A decisão do CRSFN decorreu, em termos gerais, do entendimento de que, considerando que o artigo 238, da Lei das Sociedades por Ações, permite que o controlador estatal oriente as atividades da empresa estatal de forma a atender o interesse público (interesse primário) que justificou sua criação, a União Federal não estaria impedida de votar na assembleia geral extraordinária da Eletrobras em questão.
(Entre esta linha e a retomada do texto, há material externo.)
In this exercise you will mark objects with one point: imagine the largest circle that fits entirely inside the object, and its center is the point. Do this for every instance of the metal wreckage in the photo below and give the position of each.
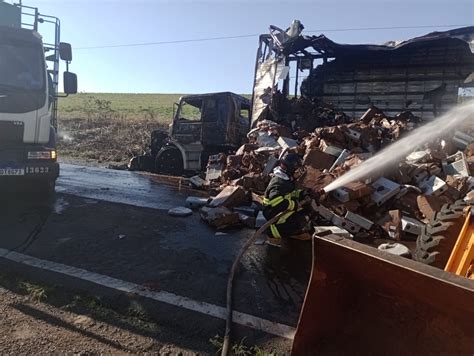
(337, 105)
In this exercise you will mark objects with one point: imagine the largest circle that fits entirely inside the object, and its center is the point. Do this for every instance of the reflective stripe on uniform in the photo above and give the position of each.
(284, 217)
(275, 232)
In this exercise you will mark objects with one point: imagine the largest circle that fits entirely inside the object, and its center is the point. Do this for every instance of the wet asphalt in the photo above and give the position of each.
(116, 223)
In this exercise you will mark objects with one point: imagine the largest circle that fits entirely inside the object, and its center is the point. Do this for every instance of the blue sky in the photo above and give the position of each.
(218, 65)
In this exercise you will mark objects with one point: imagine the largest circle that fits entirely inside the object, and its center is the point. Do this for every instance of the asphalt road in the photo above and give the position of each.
(109, 230)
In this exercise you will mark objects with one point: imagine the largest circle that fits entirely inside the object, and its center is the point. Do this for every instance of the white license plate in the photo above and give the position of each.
(12, 172)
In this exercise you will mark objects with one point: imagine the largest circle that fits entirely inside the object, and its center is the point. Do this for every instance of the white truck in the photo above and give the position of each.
(29, 76)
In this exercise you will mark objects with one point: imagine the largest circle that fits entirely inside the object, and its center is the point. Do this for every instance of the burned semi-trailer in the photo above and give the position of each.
(422, 75)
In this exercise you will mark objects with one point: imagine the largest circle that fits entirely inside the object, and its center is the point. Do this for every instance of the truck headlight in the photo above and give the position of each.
(42, 155)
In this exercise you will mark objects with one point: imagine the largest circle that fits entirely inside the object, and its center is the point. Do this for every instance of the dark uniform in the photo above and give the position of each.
(281, 195)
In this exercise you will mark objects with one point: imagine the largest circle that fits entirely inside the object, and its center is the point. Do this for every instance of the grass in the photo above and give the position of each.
(111, 127)
(127, 106)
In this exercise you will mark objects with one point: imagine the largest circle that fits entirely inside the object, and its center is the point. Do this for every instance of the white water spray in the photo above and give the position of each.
(459, 117)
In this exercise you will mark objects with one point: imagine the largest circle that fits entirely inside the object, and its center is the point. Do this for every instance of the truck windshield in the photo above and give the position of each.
(21, 67)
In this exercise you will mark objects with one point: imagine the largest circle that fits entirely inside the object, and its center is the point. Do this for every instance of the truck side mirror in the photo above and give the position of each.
(65, 51)
(70, 83)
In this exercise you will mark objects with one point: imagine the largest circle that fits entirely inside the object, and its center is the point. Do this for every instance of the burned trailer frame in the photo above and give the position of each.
(422, 74)
(217, 125)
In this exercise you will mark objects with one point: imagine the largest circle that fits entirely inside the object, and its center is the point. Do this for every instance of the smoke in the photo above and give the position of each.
(65, 136)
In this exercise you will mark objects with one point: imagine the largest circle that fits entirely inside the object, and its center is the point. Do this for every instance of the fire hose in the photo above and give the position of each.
(245, 247)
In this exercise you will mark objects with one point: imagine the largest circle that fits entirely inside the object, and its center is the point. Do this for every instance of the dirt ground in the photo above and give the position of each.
(31, 327)
(109, 129)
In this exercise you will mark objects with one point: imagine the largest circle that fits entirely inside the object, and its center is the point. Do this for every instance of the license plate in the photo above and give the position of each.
(12, 172)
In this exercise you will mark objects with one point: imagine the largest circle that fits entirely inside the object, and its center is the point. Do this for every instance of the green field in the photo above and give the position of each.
(130, 106)
(111, 127)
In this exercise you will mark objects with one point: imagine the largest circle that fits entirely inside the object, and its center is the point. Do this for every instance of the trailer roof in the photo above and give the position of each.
(328, 48)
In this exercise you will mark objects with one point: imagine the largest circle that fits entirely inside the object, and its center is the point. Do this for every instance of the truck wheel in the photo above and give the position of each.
(169, 161)
(45, 189)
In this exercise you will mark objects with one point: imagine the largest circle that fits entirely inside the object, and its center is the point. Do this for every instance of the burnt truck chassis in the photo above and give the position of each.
(187, 146)
(422, 74)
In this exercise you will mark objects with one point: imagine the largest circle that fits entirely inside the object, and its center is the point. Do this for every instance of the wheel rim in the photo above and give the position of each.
(169, 161)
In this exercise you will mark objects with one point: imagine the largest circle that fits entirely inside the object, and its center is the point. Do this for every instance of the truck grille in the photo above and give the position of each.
(11, 132)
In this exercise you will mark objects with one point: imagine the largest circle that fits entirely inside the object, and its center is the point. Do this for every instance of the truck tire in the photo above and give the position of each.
(169, 161)
(438, 237)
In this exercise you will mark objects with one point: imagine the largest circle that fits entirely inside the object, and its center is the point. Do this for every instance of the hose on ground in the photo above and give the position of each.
(245, 247)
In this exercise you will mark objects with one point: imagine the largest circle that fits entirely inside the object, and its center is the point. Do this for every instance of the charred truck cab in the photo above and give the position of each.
(203, 125)
(29, 73)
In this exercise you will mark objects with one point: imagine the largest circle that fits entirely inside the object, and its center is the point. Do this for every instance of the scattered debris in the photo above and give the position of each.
(392, 205)
(395, 249)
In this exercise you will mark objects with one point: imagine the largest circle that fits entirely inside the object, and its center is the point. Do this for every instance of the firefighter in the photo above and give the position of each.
(281, 195)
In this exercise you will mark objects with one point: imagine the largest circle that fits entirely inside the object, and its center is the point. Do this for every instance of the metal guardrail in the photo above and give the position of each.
(31, 18)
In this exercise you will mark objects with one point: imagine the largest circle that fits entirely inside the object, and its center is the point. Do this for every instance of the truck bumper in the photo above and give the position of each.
(29, 172)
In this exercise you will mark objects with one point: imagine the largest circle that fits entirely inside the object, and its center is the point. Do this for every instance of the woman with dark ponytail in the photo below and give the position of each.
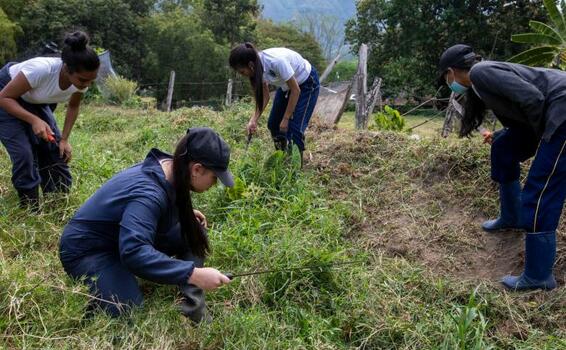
(297, 90)
(38, 150)
(133, 225)
(531, 105)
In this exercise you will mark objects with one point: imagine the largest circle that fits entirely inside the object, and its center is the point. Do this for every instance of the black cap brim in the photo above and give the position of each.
(226, 177)
(441, 80)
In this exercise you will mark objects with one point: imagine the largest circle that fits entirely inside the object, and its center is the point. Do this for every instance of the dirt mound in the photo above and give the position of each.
(422, 200)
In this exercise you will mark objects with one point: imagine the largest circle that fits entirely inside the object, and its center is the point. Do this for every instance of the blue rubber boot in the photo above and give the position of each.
(540, 252)
(510, 219)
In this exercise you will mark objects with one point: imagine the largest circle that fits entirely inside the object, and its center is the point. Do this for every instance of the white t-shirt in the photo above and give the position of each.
(280, 64)
(42, 73)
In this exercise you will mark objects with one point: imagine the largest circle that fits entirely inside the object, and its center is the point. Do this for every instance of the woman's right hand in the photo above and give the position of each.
(42, 129)
(208, 278)
(252, 126)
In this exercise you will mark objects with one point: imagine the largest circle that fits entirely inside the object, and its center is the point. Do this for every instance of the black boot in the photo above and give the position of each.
(29, 199)
(193, 304)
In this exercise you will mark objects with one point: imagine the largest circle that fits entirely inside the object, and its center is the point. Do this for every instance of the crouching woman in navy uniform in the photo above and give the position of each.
(133, 225)
(531, 105)
(38, 150)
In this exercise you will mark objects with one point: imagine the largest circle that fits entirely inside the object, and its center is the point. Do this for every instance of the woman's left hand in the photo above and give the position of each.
(65, 150)
(284, 126)
(201, 218)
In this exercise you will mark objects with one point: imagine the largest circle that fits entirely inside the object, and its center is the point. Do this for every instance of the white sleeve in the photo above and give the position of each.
(284, 69)
(35, 72)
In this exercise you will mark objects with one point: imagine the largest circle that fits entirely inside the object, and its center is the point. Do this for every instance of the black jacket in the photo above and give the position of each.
(521, 95)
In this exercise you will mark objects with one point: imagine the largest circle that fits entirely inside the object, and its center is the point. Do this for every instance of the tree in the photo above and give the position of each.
(177, 41)
(550, 40)
(8, 32)
(327, 30)
(231, 21)
(270, 34)
(411, 35)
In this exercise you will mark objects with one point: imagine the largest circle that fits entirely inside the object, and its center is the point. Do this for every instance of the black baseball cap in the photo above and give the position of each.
(457, 56)
(205, 146)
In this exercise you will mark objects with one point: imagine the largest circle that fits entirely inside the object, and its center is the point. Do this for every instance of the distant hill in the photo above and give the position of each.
(290, 10)
(286, 10)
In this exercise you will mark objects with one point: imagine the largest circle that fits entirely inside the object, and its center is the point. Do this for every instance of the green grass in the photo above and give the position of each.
(278, 217)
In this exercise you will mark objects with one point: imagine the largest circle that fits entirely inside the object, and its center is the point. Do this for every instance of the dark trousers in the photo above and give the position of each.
(302, 114)
(544, 192)
(114, 287)
(34, 161)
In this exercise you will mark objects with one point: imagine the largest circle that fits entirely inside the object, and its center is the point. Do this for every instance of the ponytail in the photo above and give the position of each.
(77, 55)
(474, 113)
(191, 230)
(240, 57)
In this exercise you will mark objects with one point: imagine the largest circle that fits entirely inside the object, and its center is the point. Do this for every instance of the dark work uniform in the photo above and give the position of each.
(531, 104)
(34, 161)
(128, 228)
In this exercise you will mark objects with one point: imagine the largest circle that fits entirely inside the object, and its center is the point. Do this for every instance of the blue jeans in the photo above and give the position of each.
(302, 114)
(544, 192)
(545, 189)
(34, 161)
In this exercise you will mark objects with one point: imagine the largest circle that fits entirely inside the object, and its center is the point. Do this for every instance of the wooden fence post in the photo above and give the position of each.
(328, 69)
(361, 88)
(170, 90)
(228, 101)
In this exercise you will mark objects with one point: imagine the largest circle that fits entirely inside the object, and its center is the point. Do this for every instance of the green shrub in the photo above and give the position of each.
(120, 91)
(389, 119)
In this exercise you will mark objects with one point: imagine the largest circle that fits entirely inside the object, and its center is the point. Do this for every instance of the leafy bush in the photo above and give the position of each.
(120, 91)
(389, 119)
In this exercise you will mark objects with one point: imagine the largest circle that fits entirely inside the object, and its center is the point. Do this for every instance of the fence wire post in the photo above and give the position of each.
(361, 89)
(170, 90)
(228, 101)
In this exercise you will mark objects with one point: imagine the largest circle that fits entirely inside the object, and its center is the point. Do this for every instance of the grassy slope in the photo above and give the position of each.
(279, 219)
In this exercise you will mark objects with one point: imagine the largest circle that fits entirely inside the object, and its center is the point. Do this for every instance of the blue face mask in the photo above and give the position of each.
(458, 88)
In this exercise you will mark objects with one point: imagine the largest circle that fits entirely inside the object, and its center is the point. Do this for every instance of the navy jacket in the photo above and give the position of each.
(522, 96)
(132, 216)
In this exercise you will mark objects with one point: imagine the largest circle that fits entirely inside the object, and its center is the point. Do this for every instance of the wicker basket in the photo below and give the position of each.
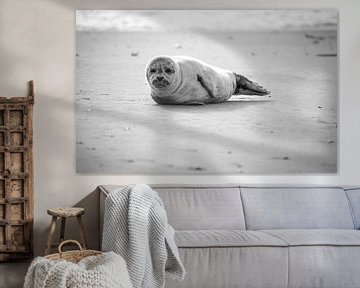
(72, 256)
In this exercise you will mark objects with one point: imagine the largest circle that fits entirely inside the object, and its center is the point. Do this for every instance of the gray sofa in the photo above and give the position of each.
(241, 236)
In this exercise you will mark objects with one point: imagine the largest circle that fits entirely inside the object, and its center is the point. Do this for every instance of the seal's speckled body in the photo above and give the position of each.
(185, 80)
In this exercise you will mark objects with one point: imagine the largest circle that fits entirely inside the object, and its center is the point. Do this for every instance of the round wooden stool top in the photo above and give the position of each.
(66, 211)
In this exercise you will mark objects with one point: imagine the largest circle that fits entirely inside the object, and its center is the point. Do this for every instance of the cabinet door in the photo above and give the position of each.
(16, 199)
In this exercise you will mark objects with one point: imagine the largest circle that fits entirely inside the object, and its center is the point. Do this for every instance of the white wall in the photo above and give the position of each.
(37, 41)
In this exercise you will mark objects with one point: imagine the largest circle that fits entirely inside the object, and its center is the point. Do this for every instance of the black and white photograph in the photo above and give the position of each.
(206, 91)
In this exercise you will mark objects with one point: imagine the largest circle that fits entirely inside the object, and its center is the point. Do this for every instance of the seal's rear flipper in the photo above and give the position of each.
(244, 86)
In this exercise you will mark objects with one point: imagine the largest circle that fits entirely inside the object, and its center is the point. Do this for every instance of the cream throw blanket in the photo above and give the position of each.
(136, 227)
(102, 271)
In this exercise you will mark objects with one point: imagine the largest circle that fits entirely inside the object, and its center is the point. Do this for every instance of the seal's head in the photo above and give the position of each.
(161, 72)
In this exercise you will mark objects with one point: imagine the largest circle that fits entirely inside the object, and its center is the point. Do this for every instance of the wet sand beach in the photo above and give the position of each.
(121, 130)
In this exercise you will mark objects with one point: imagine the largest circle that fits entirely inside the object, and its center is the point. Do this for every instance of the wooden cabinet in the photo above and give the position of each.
(16, 177)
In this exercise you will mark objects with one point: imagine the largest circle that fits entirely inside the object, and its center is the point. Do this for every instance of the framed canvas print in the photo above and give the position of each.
(206, 91)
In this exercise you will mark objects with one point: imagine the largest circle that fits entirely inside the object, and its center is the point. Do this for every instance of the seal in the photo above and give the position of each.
(186, 80)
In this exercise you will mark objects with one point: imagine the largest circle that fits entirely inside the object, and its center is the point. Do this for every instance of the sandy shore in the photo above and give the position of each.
(121, 130)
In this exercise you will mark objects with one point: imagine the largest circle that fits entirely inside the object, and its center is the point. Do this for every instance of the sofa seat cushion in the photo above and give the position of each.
(225, 238)
(315, 237)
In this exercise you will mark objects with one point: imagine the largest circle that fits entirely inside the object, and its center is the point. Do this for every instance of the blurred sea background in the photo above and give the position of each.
(206, 20)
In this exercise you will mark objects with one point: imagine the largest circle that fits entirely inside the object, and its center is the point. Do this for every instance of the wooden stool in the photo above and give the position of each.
(64, 213)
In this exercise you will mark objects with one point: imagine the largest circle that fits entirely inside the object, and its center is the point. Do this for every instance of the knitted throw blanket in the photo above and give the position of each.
(136, 227)
(103, 271)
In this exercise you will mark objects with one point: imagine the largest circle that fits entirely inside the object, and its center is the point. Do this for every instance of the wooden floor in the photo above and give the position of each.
(12, 274)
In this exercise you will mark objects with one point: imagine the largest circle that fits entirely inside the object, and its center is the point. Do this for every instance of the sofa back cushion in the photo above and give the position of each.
(296, 208)
(203, 208)
(354, 198)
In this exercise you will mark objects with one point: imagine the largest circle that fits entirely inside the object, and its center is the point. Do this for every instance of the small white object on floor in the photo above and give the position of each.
(107, 270)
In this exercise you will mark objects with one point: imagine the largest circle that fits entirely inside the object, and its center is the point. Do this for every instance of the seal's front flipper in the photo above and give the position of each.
(209, 86)
(244, 86)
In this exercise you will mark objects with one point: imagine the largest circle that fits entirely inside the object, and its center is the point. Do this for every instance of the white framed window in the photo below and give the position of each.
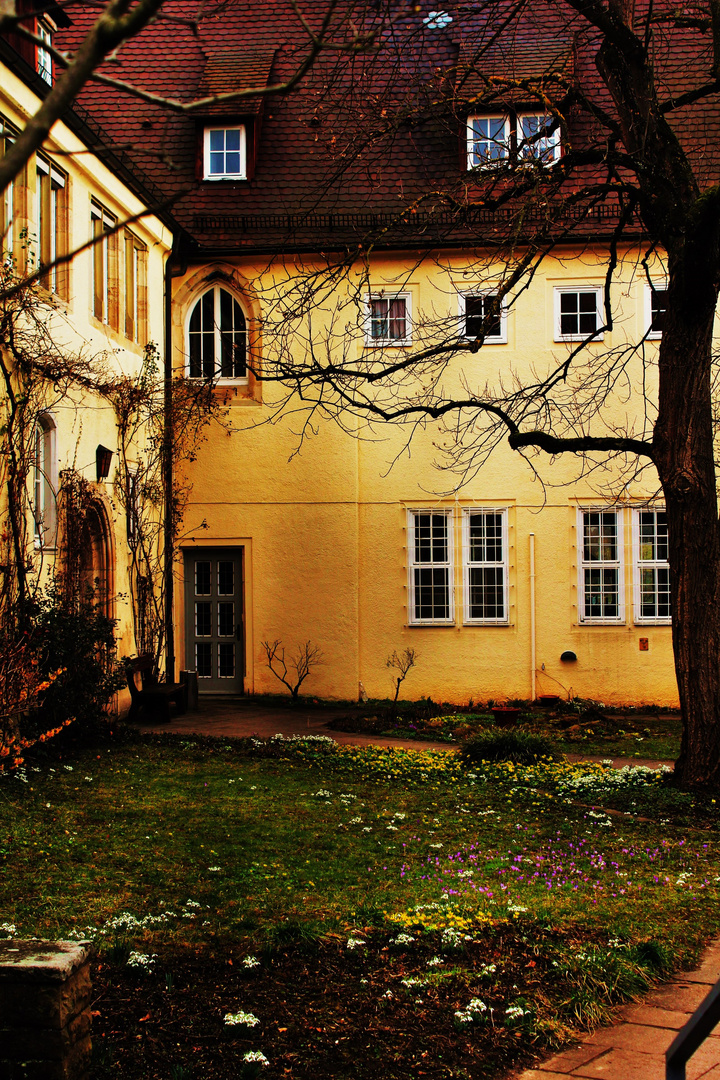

Nesse sentido, a deliberação sobre a renovação dos contratos de concessão de energia elétrica das controladas da companhia estaria em linha com o interesse público primário que justificou a criação da Eletrobras, nos termos do voto do conselheiro relator.

 

Deve-se ressaltar, em todo o caso, que os conselheiros do CRSFN manifestaram opiniões bastante diversas sobre o caso, inclusive quanto aos fundamentos levantados por cada um deles para justificar suas posições, em suas respectivas declarações de voto.

 

Imediatamente após a decisão do CRSFN, em 28 de junho de 2017, a CVM reafirmou, por meio do comunicado ao mercado n.º 07/2017, o posicionamento do colegiado da autarquia manifestado por ocasião do julgamento do caso Eletrobras, declarando, na mesma oportunidade, de todo modo, que respeita a instância decisória do CRSFN e o resultado do julgamento do recurso.

 


 

[1] Processo administrativo sancionador CVM RJ 2013/6635, Rel. Dir. Luciana Dias, j. 26.05.2015.

 

[2] Recurso n.º 14.306, processo n.º 10372.000246/2016-82, rel. Cons. Flávio Maia Fernandes dos Santos, j. 28.07.2017.

 

[3] O CRSFN é formado por 9 conselheiros, mas a conselheira Adriana Cristina Dullius se deu por impedida e não se manifestou neste caso. Votaram favoravelmente à absolvição da União Federal os conselheiros (i) Flávio Maia Fernandes dos Santos; (ii) Sérgio Cipriano dos Santos; (iii) Antonio Augusto de Sá Freire Filho; e (iv) Ana Maria Melo Netto Oliveira. Votaram pela manutenção da decisão da CVM os conselheiros (i) Alexandre Henrique Graziano; (ii) Carlos Pagano Botana Portugal Gouvêa; (iii) Otto Eduardo Fonseca de Albuquerque Lobo; e (iv) Thiago Paiva Chaves.